台風の影響で「後の月」(旧暦9月13日)は10月11日で月どころではなかった。白内障の手術、親の発熱、台風と慌ただしかった。そこで本日になって「後の月」で歳時記を捲ってみた。名のある俳人の句に対して失礼を承知で図々しく、わたしなりに。
★静かなる自在の揺れや十三夜 松本たかし
★月よりも雲に光芒十三夜 井沢正江
第1句、「自在」は囲炉裏の上で鍋などを吊るす自在鉤のこと。名月が華とすれば、もの淋しさの募る枯葉のイメージに近いかもしれない。秋の深まりを感じさせるのが十三夜。難を言えば「静かなる」と「十三夜」は「静か」というイメージがダブる。それでも取り上げたのは、一般的には熾きた炭などに視線が誘導されがちのところを自在鉤の揺れに着目した点が私には新鮮に思えたから。
「静か」という語に「気持ちの隔てを取り払う温み」を込めて読んでもらえれば、作者の意図は通じるのかと思った。でもそれならば「静かなる」以外の形容が私には欲しい、とも思う。

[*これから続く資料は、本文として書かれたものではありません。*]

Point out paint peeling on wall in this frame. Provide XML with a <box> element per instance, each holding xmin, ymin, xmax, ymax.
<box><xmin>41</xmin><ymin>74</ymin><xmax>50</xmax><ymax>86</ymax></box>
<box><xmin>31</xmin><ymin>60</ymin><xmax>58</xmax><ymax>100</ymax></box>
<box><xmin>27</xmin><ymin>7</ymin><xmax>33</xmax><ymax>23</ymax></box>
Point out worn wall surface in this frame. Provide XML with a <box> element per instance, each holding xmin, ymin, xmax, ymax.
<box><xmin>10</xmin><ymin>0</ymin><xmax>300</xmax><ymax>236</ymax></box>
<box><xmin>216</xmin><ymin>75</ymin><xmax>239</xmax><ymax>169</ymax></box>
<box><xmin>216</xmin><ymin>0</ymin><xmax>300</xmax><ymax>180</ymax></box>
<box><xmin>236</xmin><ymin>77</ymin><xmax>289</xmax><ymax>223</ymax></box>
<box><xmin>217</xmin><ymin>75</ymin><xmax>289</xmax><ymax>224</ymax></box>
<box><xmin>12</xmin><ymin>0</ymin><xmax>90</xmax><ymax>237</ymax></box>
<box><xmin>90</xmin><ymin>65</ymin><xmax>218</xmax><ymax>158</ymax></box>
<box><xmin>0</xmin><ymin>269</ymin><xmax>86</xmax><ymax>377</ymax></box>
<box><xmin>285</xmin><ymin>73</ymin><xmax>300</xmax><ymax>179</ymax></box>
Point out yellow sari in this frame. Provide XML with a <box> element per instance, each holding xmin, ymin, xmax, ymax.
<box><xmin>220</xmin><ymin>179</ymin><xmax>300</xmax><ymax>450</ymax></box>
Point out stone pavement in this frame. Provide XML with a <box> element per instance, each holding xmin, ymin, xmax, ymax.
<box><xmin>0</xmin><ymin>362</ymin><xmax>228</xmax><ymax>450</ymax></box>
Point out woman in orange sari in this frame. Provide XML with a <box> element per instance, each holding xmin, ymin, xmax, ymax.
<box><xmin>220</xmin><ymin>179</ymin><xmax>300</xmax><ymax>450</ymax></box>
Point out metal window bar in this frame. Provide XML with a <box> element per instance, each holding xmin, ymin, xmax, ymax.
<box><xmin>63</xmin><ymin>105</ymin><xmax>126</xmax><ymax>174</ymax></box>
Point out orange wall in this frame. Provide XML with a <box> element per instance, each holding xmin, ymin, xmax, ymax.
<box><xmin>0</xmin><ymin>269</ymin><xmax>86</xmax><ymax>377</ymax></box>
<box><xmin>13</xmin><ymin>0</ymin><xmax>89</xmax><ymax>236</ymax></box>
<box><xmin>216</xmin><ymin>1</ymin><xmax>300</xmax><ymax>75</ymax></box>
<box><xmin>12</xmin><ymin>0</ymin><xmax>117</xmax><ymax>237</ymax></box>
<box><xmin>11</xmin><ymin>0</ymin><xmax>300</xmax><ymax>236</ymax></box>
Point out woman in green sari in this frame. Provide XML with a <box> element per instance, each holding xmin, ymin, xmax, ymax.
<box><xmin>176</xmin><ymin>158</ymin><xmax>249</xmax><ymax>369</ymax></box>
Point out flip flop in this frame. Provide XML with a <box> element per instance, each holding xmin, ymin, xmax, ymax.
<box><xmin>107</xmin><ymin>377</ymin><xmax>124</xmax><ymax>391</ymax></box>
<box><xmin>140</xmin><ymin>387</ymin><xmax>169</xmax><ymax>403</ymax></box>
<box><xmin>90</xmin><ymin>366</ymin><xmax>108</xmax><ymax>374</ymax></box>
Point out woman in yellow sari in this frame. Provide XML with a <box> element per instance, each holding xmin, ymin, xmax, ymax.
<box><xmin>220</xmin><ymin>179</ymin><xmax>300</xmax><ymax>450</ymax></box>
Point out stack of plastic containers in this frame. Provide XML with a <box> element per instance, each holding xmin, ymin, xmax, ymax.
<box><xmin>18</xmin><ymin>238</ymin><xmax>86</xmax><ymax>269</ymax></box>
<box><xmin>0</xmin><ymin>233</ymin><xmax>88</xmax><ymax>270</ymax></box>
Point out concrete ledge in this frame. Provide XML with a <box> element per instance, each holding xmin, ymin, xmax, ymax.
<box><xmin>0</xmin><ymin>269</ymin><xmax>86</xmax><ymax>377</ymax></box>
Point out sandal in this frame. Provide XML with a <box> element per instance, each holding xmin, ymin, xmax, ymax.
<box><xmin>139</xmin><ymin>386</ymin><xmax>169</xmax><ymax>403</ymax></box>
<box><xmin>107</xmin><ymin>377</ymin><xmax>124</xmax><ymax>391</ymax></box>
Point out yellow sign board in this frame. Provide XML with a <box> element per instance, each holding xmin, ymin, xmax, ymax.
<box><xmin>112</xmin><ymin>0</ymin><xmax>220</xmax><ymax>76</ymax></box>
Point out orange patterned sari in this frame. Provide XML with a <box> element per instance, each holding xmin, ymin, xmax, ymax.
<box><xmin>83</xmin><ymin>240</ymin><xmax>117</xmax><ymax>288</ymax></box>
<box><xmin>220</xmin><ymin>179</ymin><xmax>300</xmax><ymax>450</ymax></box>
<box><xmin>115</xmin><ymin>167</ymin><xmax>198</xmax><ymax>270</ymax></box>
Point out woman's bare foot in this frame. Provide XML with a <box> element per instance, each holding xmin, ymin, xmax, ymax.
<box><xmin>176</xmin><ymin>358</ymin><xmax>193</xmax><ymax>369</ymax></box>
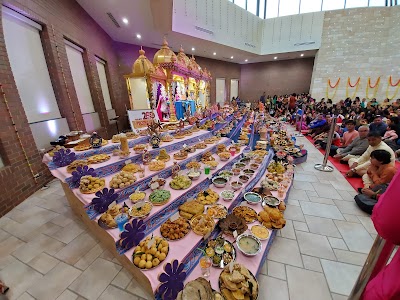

第2句、写生だけの句、といわれればそれでおしまいになるが、「光芒」が気に入った。雲のない快晴の空の月もいいが、立体感に欠ける。雲があることで数百メートルから数千メートルの雲の立体感と、無限遠点の月の不思議な遠近感が「光芒」という二字に込められていると感じた。
「月」と「十三夜」と月がダブるのに主役は雲、雲の形状・表情や奥行き感など不規則なものほど人はそちらに惹きつけられる。「月よりも」を何かに変えてみたくなってきた。
月だって満ち欠けと季節感を絡み合わせれば365日以上の表情がある。しかし雲の表情は一日24時間だけでもそれこそ無限である。極めて薄い大気圏の層の中の水蒸気の塊の表情でしかないにもかかわらず‥。
両句とも難を上げられるが、わたしには惹きつけられるものがあった。